On leaving Banjul in the Gambia, Dave travelled on alone for a week to explore the Casamance area of Senegal, to visit the capital of neighbouring Guinea-Bissau and east to locate the site of Simon’s accident near Kayes in Mali.
He then took an offroad route north out of Mali to Ayoun-el Atrous in Mauritania and rode back to Nouakchott via the Rue de l’Espoir ( Road of Hope ).
I took a more relaxed route back north into Senegal in order to take a better look at some of the places we had rushed through on the way down. The Isle de Goree off the coast near Dakar is well worth a visit for anyone thinking of going to Senegal. Dakar on the other hand is a grand place if you are into hustlers, pickpockets, backed up toilets, power cuts and traffic fumes. Some interesting sights despite all this though.

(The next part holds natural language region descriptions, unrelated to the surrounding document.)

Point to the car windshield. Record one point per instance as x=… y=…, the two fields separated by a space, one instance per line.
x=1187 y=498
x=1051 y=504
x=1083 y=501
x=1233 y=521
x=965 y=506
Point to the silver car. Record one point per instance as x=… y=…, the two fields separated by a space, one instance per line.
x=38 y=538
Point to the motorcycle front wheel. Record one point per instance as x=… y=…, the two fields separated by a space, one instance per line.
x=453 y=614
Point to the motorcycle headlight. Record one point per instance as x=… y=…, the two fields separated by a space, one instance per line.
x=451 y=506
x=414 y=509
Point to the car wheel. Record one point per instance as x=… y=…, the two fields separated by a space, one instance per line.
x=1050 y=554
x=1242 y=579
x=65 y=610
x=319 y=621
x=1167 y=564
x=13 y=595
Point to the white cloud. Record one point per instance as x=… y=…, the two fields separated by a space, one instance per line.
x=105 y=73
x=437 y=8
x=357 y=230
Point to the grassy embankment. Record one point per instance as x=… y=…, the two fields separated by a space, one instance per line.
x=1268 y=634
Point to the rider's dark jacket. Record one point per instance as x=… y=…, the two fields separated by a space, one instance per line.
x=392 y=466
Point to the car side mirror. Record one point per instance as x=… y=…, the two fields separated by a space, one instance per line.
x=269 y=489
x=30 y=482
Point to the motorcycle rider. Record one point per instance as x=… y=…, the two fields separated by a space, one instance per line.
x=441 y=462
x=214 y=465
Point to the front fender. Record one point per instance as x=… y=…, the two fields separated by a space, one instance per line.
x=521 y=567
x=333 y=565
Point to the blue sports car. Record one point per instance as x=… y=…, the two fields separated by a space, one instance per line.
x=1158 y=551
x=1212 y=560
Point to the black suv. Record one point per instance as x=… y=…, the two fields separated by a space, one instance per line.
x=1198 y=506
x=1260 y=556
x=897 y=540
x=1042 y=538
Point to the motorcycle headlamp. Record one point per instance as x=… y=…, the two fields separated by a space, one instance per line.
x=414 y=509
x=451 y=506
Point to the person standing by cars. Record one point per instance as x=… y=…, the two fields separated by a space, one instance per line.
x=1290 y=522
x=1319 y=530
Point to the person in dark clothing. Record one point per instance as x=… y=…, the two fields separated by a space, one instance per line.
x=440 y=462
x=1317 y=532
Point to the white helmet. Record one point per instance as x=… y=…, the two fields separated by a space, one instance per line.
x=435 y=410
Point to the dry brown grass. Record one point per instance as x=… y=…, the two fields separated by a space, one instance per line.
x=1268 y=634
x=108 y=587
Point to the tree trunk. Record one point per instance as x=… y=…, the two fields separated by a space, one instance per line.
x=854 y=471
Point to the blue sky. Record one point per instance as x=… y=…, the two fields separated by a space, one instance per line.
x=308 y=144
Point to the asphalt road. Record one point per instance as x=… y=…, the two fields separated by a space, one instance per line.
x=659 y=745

I reentered Mauritania via the notorious crossing at Rosso. It has to be the worst border in Africa — it certainly has that reputation — Some Dutch guys I met gave up after 6 hours of waiting, scams and rip offs. My strategy was to get there at first light and get people out of bed to sign papers before they had properly figured out that a potential victim was about to slip through the net. It worked and I escaped with only the loss of a few Euros and Bic pens to the thieving scam artists on the Mauritanian side.
The ride to Noakchott takes you back through the final areas of Sahel and into the Sahara proper. The road is perfectly OK to ride, but you have to watch out for fresh potholes, as the local population have a habit of stealing the tarmac for other uses — I saw one guy digging up the centre lane of a roundabout and stacking the tar into a small donkey cart.

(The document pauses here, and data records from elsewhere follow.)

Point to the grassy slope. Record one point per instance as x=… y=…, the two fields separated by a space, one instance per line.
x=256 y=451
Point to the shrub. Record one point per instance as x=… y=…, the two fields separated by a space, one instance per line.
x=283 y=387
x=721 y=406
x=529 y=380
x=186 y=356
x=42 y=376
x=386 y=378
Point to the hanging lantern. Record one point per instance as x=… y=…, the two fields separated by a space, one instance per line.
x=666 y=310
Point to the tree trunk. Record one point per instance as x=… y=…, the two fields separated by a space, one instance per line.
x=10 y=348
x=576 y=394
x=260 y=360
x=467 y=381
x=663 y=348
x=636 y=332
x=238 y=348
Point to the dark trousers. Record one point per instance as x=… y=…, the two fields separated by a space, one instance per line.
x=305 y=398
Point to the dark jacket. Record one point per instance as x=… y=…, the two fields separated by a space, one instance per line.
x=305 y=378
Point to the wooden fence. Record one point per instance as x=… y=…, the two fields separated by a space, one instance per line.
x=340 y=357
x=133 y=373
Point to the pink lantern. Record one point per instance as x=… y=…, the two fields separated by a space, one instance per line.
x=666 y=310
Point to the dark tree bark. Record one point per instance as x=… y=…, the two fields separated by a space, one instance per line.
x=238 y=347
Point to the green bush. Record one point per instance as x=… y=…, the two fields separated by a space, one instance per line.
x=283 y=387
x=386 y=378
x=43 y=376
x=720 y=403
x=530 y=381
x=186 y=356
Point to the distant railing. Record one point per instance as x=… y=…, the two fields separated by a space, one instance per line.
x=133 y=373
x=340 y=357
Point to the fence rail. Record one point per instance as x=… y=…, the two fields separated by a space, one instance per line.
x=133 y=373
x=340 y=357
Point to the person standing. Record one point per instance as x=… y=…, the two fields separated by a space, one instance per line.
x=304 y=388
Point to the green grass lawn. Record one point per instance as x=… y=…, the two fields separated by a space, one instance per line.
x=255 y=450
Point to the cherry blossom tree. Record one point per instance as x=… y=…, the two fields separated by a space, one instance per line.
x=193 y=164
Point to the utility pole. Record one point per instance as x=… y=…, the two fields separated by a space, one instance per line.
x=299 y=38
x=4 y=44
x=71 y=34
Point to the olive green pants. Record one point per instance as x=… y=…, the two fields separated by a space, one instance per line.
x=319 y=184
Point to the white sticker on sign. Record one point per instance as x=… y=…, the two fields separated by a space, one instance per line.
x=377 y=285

Meeting Dave, we both set off along the long new road to Nouabhibou (NDB), a 450 km stretch with no fuel stations — the fuel cans came in handy again. We did ask at a couple of places en route for petrol, but found none, only diesel. The owner of one place did offer me his young child in return for my GS Dakar though….
Stopping overnight at NDB, we headed for the Western Sahara border, catching sight of the ore train once again. Formalities for reentering Morocco controlled territory were far simpler than the tout infested border at Ceuta and a long haul saw us once again in Dakhla and the following day Laayoune.
Crossing the desert northwards is a different experience. The light seems different (no sun in our faces this time) and new colours and contrasting landscape reveals itself. The vast emptiness is still a humbling and awe inspiring experience though. I will return some day.
After Laayoune, we stopped in Tan-Tan, Morocco. An excellent town, with a good hotel, but apparently no alcohol. After a long ride though, a beer is just the best way to finish the day off and after a few enquiries, the hotel knew of a guy, who knew of another guy who may deal in beer. However, we would have to take a taxi ride with yet another person who the beer dealer trusted. So ensued an interesting experience of a circuitous taxi ride around town, followed by a ten minute wait up a dark alley, while the ‘friend of a friend’ took our money, talked his way past the beer dealer’s look-out and ‘scored’ a few bottles of Flag Specialle for us. Some places in Morocco are intended to be very dry indeed.
The day before yesterday we stopped in Agadir for the night, arriving in Essaouria yesterday evening. Tomorrow we head for Gibraltar and out of Africa.
So really all we have to report is an awful lot of motorcycling. The GS Dakars have both held up extremely well. No bike relates issues so far, though the tyres are starting to look a little thin… The Metal Mule luggage continues to impress, offering good solid storage space with plenty of security. We’ve shot a fair bit of footage with the video cameras which were supplied by BikeCameras.com, so we’ll have to figure out what to do with this when we get back. One idea is to produce a short film which comes on a DVD along with plenty of Riders for Health and Motorcycle Outreach resources, plus other resources which link to our terrific sponsors. However, let’s get the trip finished first.
I should also mention the Scottoilers as well. Mainly to say that 6,000 miles later and two dusty desert crossings and we’ve yet to adjust the chains on either bike. Nuff’ said…
Oh, and it’s getting quite cold now…. Freezing nights and warmish days. So that’s it for now. I’ll do my best to get a final update out before we leave Bilbao.